Collins Adomako-Mensah addressing the press conference
The Minority in Parliament has criticised the government’s handling of Ghana’s ongoing power challenges, accusing it of prioritising public relations over substantive solutions as outages continue to disrupt daily life.
The concerns follow the recent fire incident at the Ghana Grid Company Limited substation in Akosombo, which has intensified power cuts in several parts of the country and raised fresh questions about the stability of the national grid.
Addressing a press conference on Tuesday, April 28, 2026, Deputy Ranking Member on Parliament’s Energy Committee, Collins Adomako-Mensah, argued that the government’s response has so far failed to tackle the underlying problems in the energy sector.
For many Ghanaians, the situation has translated into disrupted routines, students struggling to study at night, small businesses losing revenue, and households enduring prolonged periods without electricity.

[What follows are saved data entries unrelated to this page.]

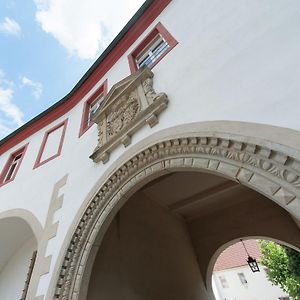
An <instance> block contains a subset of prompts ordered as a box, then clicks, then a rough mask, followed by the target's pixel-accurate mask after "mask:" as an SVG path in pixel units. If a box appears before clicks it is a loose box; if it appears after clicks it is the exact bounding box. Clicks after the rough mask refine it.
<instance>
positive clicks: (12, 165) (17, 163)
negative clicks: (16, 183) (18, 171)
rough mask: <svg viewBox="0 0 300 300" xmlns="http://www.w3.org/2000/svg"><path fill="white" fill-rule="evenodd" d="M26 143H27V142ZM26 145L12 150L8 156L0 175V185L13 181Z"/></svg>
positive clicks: (22, 156)
mask: <svg viewBox="0 0 300 300" xmlns="http://www.w3.org/2000/svg"><path fill="white" fill-rule="evenodd" d="M27 145H28V144H27ZM27 145H25V146H23V147H22V148H20V149H18V150H17V151H15V152H13V153H12V154H11V155H10V157H9V158H8V160H7V162H6V164H5V166H4V168H3V171H2V173H1V175H0V185H3V184H5V183H8V182H10V181H13V180H14V179H15V177H16V175H17V172H18V170H19V168H20V165H21V163H22V160H23V157H24V154H25V151H26V149H27Z"/></svg>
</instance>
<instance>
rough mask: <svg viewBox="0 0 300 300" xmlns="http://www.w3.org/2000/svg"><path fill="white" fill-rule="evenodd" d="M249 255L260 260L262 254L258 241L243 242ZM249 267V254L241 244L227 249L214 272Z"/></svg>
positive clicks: (247, 240) (216, 261)
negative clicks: (247, 260)
mask: <svg viewBox="0 0 300 300" xmlns="http://www.w3.org/2000/svg"><path fill="white" fill-rule="evenodd" d="M243 242H244V244H245V246H246V248H247V251H248V253H249V254H250V256H252V257H253V258H256V259H257V260H258V259H259V258H260V255H261V252H260V249H259V246H258V243H257V241H256V240H246V241H243ZM244 265H247V253H246V251H245V249H244V247H243V245H242V243H241V242H239V243H236V244H234V245H232V246H230V247H228V248H227V249H225V250H224V251H223V252H222V253H221V254H220V256H219V257H218V259H217V261H216V263H215V267H214V271H222V270H226V269H231V268H235V267H240V266H244Z"/></svg>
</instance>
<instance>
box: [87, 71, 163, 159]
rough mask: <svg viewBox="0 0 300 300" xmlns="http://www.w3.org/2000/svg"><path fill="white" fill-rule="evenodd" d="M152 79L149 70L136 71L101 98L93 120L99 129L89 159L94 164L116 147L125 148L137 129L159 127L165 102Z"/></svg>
mask: <svg viewBox="0 0 300 300" xmlns="http://www.w3.org/2000/svg"><path fill="white" fill-rule="evenodd" d="M152 78H153V73H152V72H151V71H150V70H149V69H148V68H145V69H142V70H139V71H137V72H136V73H134V74H132V75H130V76H128V77H127V78H125V79H123V80H122V81H120V82H119V83H117V84H115V85H114V86H113V87H112V89H111V90H110V92H109V93H108V95H107V96H106V97H105V98H104V100H103V104H102V105H101V106H100V107H99V108H98V110H97V112H96V113H95V115H94V118H93V121H94V122H95V123H97V125H98V145H97V147H96V149H95V150H94V152H93V154H92V155H91V156H90V158H91V159H93V160H94V162H100V161H102V162H103V163H106V162H107V161H108V159H109V154H110V152H111V151H112V150H113V149H114V148H115V147H117V146H118V145H119V144H123V145H124V146H125V147H127V146H128V145H129V144H130V143H131V136H132V134H134V133H135V132H136V131H137V130H138V129H139V128H140V127H142V126H143V125H144V124H146V123H147V124H149V126H150V127H153V126H154V125H156V124H157V123H158V118H157V116H158V115H159V114H160V113H161V112H162V111H163V110H164V109H165V108H166V107H167V103H168V98H167V95H166V94H164V93H159V94H157V93H156V92H155V91H154V89H153V79H152Z"/></svg>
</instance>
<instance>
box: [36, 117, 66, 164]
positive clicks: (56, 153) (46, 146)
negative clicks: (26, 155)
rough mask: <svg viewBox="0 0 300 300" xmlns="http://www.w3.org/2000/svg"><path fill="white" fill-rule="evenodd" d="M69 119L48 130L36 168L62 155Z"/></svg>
mask: <svg viewBox="0 0 300 300" xmlns="http://www.w3.org/2000/svg"><path fill="white" fill-rule="evenodd" d="M67 123H68V119H66V120H65V121H63V122H61V123H59V124H57V125H56V126H54V127H53V128H51V129H49V130H47V131H46V132H45V134H44V138H43V141H42V144H41V147H40V150H39V153H38V155H37V158H36V161H35V164H34V167H33V168H34V169H35V168H37V167H39V166H41V165H43V164H45V163H47V162H48V161H50V160H52V159H54V158H56V157H58V156H60V153H61V150H62V146H63V142H64V138H65V133H66V128H67Z"/></svg>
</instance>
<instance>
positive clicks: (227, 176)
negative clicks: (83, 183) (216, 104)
mask: <svg viewBox="0 0 300 300" xmlns="http://www.w3.org/2000/svg"><path fill="white" fill-rule="evenodd" d="M298 137H299V132H296V131H293V130H289V129H284V128H277V127H273V126H267V125H258V124H249V123H240V122H205V123H202V124H201V123H199V124H189V125H183V126H179V127H176V128H172V129H168V130H164V131H162V132H160V133H157V134H154V135H153V136H151V137H149V138H148V139H145V140H144V141H142V142H141V143H140V145H135V146H134V147H132V148H131V149H130V151H128V152H127V153H126V154H125V155H124V156H122V157H121V158H120V159H119V160H117V161H116V163H115V164H113V166H112V168H110V170H113V169H114V170H116V169H117V171H115V172H111V173H110V176H107V177H106V176H104V178H108V180H106V181H104V180H103V179H102V182H101V180H100V184H99V186H101V188H100V190H99V191H98V193H97V194H96V195H95V197H93V198H92V200H90V202H89V205H88V206H85V213H84V214H82V213H81V216H82V218H81V219H80V221H79V223H78V226H77V227H76V230H75V233H74V231H73V236H72V239H71V240H72V241H71V243H70V244H69V247H68V251H67V258H68V259H67V260H64V261H63V262H62V268H61V271H60V279H59V280H58V282H57V289H56V291H55V295H56V296H55V297H56V298H61V299H76V297H78V293H79V290H80V286H81V282H82V274H83V271H84V269H85V267H86V264H87V261H88V257H89V254H90V251H91V249H92V247H93V244H94V242H95V239H96V237H97V236H98V237H99V236H101V232H102V231H103V234H104V232H105V229H106V228H107V226H108V224H109V220H111V219H112V218H113V216H114V215H115V213H116V212H117V211H118V209H119V208H120V207H121V206H122V205H123V204H124V203H125V202H126V199H128V197H130V196H131V195H132V194H133V193H134V192H135V191H136V190H138V189H139V188H140V187H141V186H143V185H144V184H146V183H147V182H149V181H151V180H153V179H154V178H156V177H159V176H161V175H162V174H166V173H168V172H173V171H175V170H180V169H181V170H195V169H198V170H200V171H207V172H213V173H215V174H219V175H222V176H225V177H228V178H231V179H232V180H235V181H237V182H239V183H242V184H243V185H246V186H248V187H250V188H252V189H255V190H256V191H258V192H259V193H261V194H263V195H265V196H267V197H268V198H270V199H271V200H273V201H274V202H276V203H277V204H279V205H280V206H282V207H283V208H284V209H285V210H286V211H288V212H289V213H291V214H292V215H293V216H294V218H296V219H299V199H298V196H299V191H298V179H299V175H298V174H299V166H298V160H299V157H300V155H299V149H300V147H299V139H297V138H298ZM151 140H152V142H151ZM153 141H155V142H153ZM146 145H147V146H148V147H147V146H146ZM126 156H127V157H131V158H130V159H128V160H127V159H126ZM124 160H125V162H124ZM110 170H108V171H107V172H106V174H104V175H108V174H109V172H110ZM96 189H97V188H95V190H96ZM87 201H88V200H87ZM85 205H86V203H85ZM83 210H84V208H83ZM103 234H102V236H103ZM100 240H101V238H100ZM79 249H80V250H79ZM64 253H66V252H64ZM70 265H72V266H73V267H72V269H70V267H69V266H70ZM79 270H80V271H79ZM76 295H77V296H76Z"/></svg>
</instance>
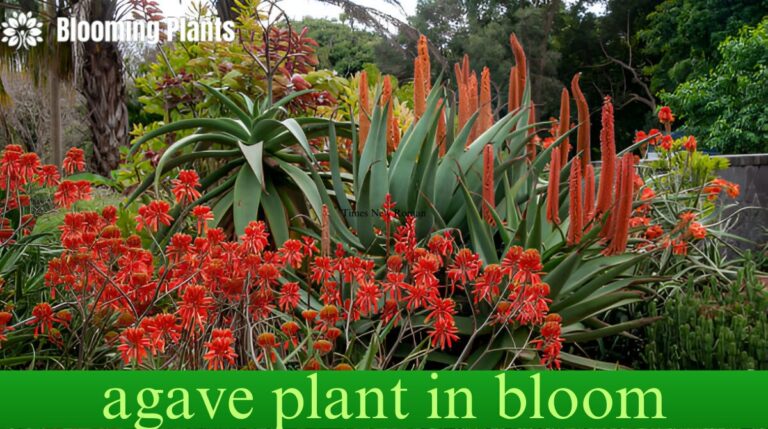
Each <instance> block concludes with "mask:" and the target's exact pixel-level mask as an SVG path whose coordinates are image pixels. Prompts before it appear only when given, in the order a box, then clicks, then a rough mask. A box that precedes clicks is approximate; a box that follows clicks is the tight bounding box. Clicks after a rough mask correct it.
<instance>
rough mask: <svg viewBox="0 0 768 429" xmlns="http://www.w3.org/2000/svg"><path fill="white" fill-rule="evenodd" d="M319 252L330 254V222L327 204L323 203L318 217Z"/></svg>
mask: <svg viewBox="0 0 768 429" xmlns="http://www.w3.org/2000/svg"><path fill="white" fill-rule="evenodd" d="M320 227H321V231H320V254H321V255H323V256H328V255H330V254H331V222H330V220H329V217H328V206H327V205H325V204H323V212H322V214H321V219H320Z"/></svg>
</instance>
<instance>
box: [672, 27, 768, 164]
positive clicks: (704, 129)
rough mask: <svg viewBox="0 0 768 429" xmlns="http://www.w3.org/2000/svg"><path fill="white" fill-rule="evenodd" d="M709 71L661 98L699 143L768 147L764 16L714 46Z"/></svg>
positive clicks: (767, 116) (741, 150) (743, 147)
mask: <svg viewBox="0 0 768 429" xmlns="http://www.w3.org/2000/svg"><path fill="white" fill-rule="evenodd" d="M718 52H719V56H720V61H719V62H718V63H717V64H716V65H715V66H714V68H713V69H711V70H710V71H709V73H707V74H704V75H702V76H700V77H696V78H693V79H691V80H688V81H687V82H684V83H682V84H681V85H680V86H678V87H677V89H675V90H674V92H672V93H664V94H662V99H663V100H664V101H665V102H667V103H668V104H669V105H670V106H671V107H672V109H673V110H674V111H675V112H677V113H678V114H679V116H680V118H681V119H682V120H684V121H685V124H686V127H687V130H688V131H690V132H692V133H695V134H696V135H698V136H700V137H701V138H702V145H703V146H705V147H707V148H709V149H712V150H715V151H718V152H722V153H762V152H767V151H768V103H766V101H767V100H768V60H766V59H767V58H768V19H764V20H763V21H762V23H760V24H759V25H758V26H757V27H755V28H749V27H746V28H744V29H742V30H741V32H740V33H739V35H738V37H729V38H727V39H726V40H725V41H724V42H723V43H722V44H720V46H719V47H718Z"/></svg>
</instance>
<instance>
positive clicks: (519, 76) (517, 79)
mask: <svg viewBox="0 0 768 429" xmlns="http://www.w3.org/2000/svg"><path fill="white" fill-rule="evenodd" d="M509 44H510V45H512V53H513V54H514V55H515V66H516V67H517V97H518V106H519V105H520V104H522V98H523V93H524V92H525V80H526V75H527V74H528V66H527V61H526V58H525V50H523V45H521V44H520V41H519V40H518V39H517V36H516V35H515V33H512V35H511V36H509Z"/></svg>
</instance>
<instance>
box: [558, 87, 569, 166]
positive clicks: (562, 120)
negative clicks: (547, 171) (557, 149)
mask: <svg viewBox="0 0 768 429" xmlns="http://www.w3.org/2000/svg"><path fill="white" fill-rule="evenodd" d="M570 129H571V96H570V94H569V93H568V89H567V88H563V92H562V93H561V94H560V123H559V124H558V129H557V137H561V136H564V135H565V134H566V133H567V132H568V131H570ZM559 149H560V168H565V164H567V163H568V153H569V152H570V151H571V139H570V137H566V139H565V140H563V142H562V143H560V147H559Z"/></svg>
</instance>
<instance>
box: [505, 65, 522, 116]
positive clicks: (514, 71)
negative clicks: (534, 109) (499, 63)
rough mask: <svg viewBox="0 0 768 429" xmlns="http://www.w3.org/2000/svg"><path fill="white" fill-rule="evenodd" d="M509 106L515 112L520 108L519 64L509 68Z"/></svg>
mask: <svg viewBox="0 0 768 429" xmlns="http://www.w3.org/2000/svg"><path fill="white" fill-rule="evenodd" d="M507 108H508V109H509V111H510V112H514V111H516V110H517V109H519V108H520V95H518V94H517V66H513V67H512V68H510V69H509V90H508V92H507Z"/></svg>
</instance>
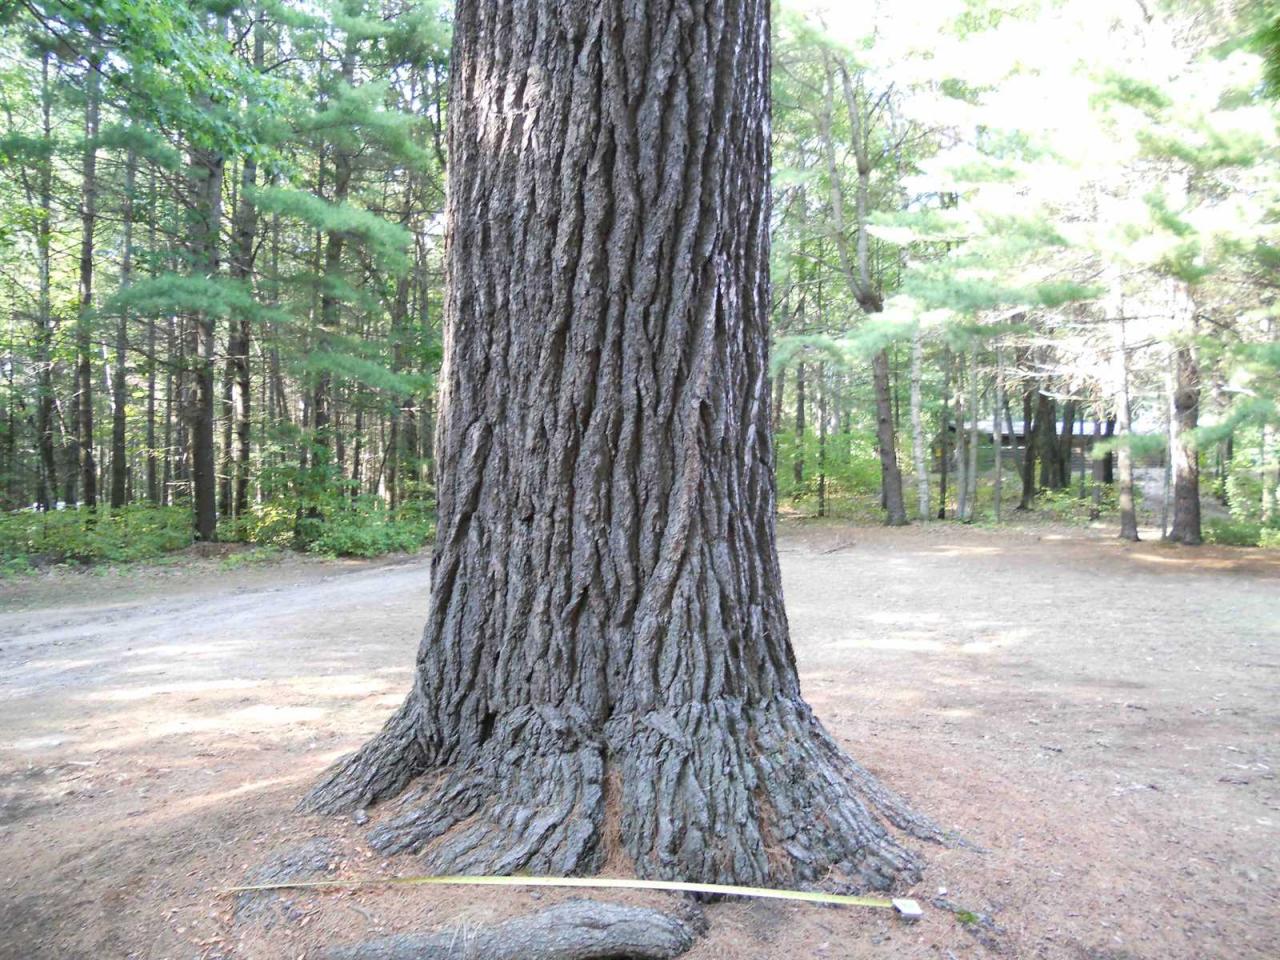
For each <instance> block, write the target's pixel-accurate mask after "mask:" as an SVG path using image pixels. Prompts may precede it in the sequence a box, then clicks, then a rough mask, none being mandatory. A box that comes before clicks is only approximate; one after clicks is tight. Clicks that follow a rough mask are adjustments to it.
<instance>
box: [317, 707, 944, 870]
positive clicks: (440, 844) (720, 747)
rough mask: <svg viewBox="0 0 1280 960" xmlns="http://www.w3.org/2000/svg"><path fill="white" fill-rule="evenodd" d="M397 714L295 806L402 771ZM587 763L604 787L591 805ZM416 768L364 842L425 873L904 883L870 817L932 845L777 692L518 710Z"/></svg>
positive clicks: (344, 809)
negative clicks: (740, 697)
mask: <svg viewBox="0 0 1280 960" xmlns="http://www.w3.org/2000/svg"><path fill="white" fill-rule="evenodd" d="M411 712H412V708H406V709H404V710H402V712H401V714H397V718H394V719H393V721H392V722H390V723H388V726H387V727H385V728H384V730H383V732H381V733H380V735H379V736H378V737H376V739H375V740H372V741H371V742H370V744H369V745H366V748H365V749H364V750H361V751H360V753H358V754H356V755H355V756H352V758H351V759H348V760H344V762H342V763H339V764H338V765H337V767H335V768H333V771H330V772H329V774H328V776H326V777H325V780H324V781H323V782H321V783H320V786H317V787H316V790H315V791H312V794H311V795H310V796H308V797H307V799H306V800H305V801H303V806H305V809H310V810H317V812H340V810H347V809H351V808H352V806H355V805H362V804H366V803H371V801H372V800H378V799H384V797H387V796H388V795H390V794H392V792H394V790H396V788H398V787H399V786H401V785H402V783H403V782H406V781H407V780H408V777H407V776H406V774H404V772H403V769H402V767H403V764H402V763H401V760H402V758H403V756H404V755H406V749H407V748H406V744H412V742H413V741H412V737H411V736H410V737H406V736H404V731H403V727H402V726H401V724H402V723H404V722H406V721H404V717H406V714H410V713H411ZM384 769H387V773H385V774H383V773H381V771H384ZM417 769H419V771H422V767H421V764H420V765H419V767H417ZM605 772H608V774H609V778H611V782H616V783H617V785H618V786H617V788H616V791H614V795H613V796H612V797H611V801H609V803H607V801H605V794H607V791H605V787H604V783H605ZM422 774H424V776H421V777H420V786H419V787H417V788H416V790H413V791H411V792H408V794H406V795H404V796H403V799H402V800H401V801H399V803H398V804H397V806H399V809H401V813H399V814H398V815H394V817H392V818H390V819H388V820H385V822H383V823H381V824H380V826H378V827H376V828H375V829H374V831H372V832H371V835H370V840H371V842H372V845H374V846H375V847H376V849H378V850H380V851H384V852H402V851H411V852H417V854H421V856H422V858H424V867H425V868H426V869H429V870H433V872H439V873H495V874H509V873H518V872H525V873H539V874H554V876H568V874H590V873H595V872H598V870H599V869H600V867H602V864H603V863H604V861H605V860H607V859H609V858H611V856H613V858H617V856H625V859H626V860H627V861H628V863H627V865H628V867H630V868H631V869H634V872H635V873H636V876H639V877H650V878H662V879H690V881H701V882H709V883H746V884H762V886H776V884H781V883H803V882H815V881H820V879H824V881H829V882H836V883H842V884H847V886H852V887H856V888H872V890H886V888H888V887H890V886H892V884H893V883H896V882H900V881H908V882H909V881H913V879H915V878H916V877H918V876H919V860H918V858H916V856H915V855H914V854H913V852H911V851H909V850H908V849H905V847H904V846H901V845H900V844H899V842H897V841H896V840H895V838H893V837H892V836H890V833H888V831H887V829H886V827H884V826H883V823H882V822H881V818H883V819H886V820H888V822H890V823H891V824H893V826H895V827H897V828H899V829H901V831H905V832H906V833H909V835H910V836H913V837H918V838H925V840H933V841H942V840H943V837H942V832H941V831H940V829H938V828H937V827H936V826H934V824H933V823H931V822H929V820H928V819H925V818H923V817H920V815H919V814H916V813H914V812H913V810H911V809H910V808H909V806H908V804H906V803H905V801H904V800H902V799H901V797H900V796H897V795H896V794H893V792H892V791H890V790H887V788H886V787H883V786H882V785H881V783H879V782H878V781H877V780H876V778H874V777H873V776H872V774H870V773H868V772H867V771H865V769H864V768H861V767H859V765H858V764H856V763H854V762H852V760H851V759H849V756H846V755H845V753H844V751H842V750H841V749H840V748H838V746H837V745H836V744H835V741H833V740H832V739H831V736H829V735H828V733H827V731H826V730H824V728H823V727H822V724H820V723H819V722H818V721H817V719H815V718H814V717H813V714H812V713H810V710H809V708H808V707H806V705H805V704H804V703H803V701H800V700H794V699H787V698H774V699H772V700H769V701H767V703H765V704H762V705H756V707H750V708H746V707H744V705H742V704H741V701H739V700H735V699H721V700H714V701H712V703H708V704H686V705H685V707H681V708H680V709H677V710H654V712H649V713H646V714H644V716H640V717H635V716H616V717H614V718H613V719H612V721H609V722H608V723H607V724H604V727H603V730H602V728H600V727H599V724H595V723H591V722H590V719H589V718H588V717H586V716H585V714H584V713H581V712H573V710H570V712H566V710H558V709H554V708H550V707H538V708H531V707H522V708H517V709H515V710H511V712H509V713H508V714H506V716H504V717H502V718H499V719H498V721H497V723H495V726H494V728H493V730H492V731H490V732H489V736H488V737H486V739H485V740H484V742H483V744H481V745H480V746H479V748H476V749H475V750H474V751H471V755H462V756H458V759H457V760H456V762H454V763H453V764H451V765H448V767H443V768H436V769H433V771H429V772H428V771H422ZM607 838H608V840H607ZM611 845H612V846H611ZM613 847H616V849H613Z"/></svg>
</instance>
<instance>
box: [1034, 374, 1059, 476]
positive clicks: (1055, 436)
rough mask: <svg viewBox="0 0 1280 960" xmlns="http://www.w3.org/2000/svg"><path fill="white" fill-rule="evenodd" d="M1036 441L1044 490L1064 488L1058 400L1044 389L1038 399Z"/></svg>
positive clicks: (1036, 429)
mask: <svg viewBox="0 0 1280 960" xmlns="http://www.w3.org/2000/svg"><path fill="white" fill-rule="evenodd" d="M1036 443H1037V445H1038V447H1039V451H1038V452H1037V453H1038V456H1039V462H1041V483H1039V488H1041V489H1042V490H1059V489H1061V488H1062V460H1061V449H1060V448H1059V442H1057V401H1055V399H1053V398H1051V397H1050V396H1048V394H1046V393H1044V392H1043V390H1042V392H1041V394H1039V397H1038V398H1037V401H1036Z"/></svg>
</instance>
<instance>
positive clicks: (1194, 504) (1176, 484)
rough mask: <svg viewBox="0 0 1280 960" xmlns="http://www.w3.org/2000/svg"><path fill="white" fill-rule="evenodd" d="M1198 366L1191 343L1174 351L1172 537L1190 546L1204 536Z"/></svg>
mask: <svg viewBox="0 0 1280 960" xmlns="http://www.w3.org/2000/svg"><path fill="white" fill-rule="evenodd" d="M1199 397H1201V384H1199V366H1198V365H1197V364H1196V355H1194V353H1193V352H1192V347H1190V346H1189V344H1183V346H1180V347H1178V349H1176V351H1175V352H1174V438H1172V439H1174V447H1172V451H1171V453H1172V457H1171V460H1172V468H1174V522H1172V527H1171V529H1170V531H1169V539H1170V540H1172V541H1175V543H1184V544H1188V545H1190V547H1194V545H1198V544H1199V543H1201V541H1202V539H1201V512H1199V453H1198V451H1197V448H1196V428H1197V422H1198V419H1199Z"/></svg>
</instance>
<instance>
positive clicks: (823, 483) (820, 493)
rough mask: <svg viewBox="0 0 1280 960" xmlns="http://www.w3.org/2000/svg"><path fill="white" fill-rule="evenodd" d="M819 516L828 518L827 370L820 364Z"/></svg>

But according to the Minority, recent measures taken by authorities amount to little more than symbolic actions.
“Ghana cannot afford a government that manages crisis through spectacle. Suspending a CEO, reshuffling a regional management team, and calling a press briefing are not an energy policy,” he said.
“They are a choreography of an administration desperate to be seen acting while refusing to confront the true cause of this crisis,” he added.
Adomako-Mensah maintained that the ongoing “dumsor” cannot be attributed to any single individual but reflects deeper structural issues within the power sector.
“The dumsor Ghanaians are experiencing today is not the product of any single CEO. It is the result of an administration that, in our view, has failed to build on a recovery plan previously put in place,” he stated.
He referenced the prior administration under former president Nana Addo Dankwa Akufo-Addo and Mahamudu Bawumia, arguing that the current government has instead relied on what he described as “misdirection” in addressing the crisis.
The Minority insists that without a clear, transparent, and long-term strategy, Ghana risks prolonging the instability in power supply.
They warn that the continued outages are taking a toll on homes, businesses, and key sectors of the economy, underscoring the urgency for decisive and sustainable interventions.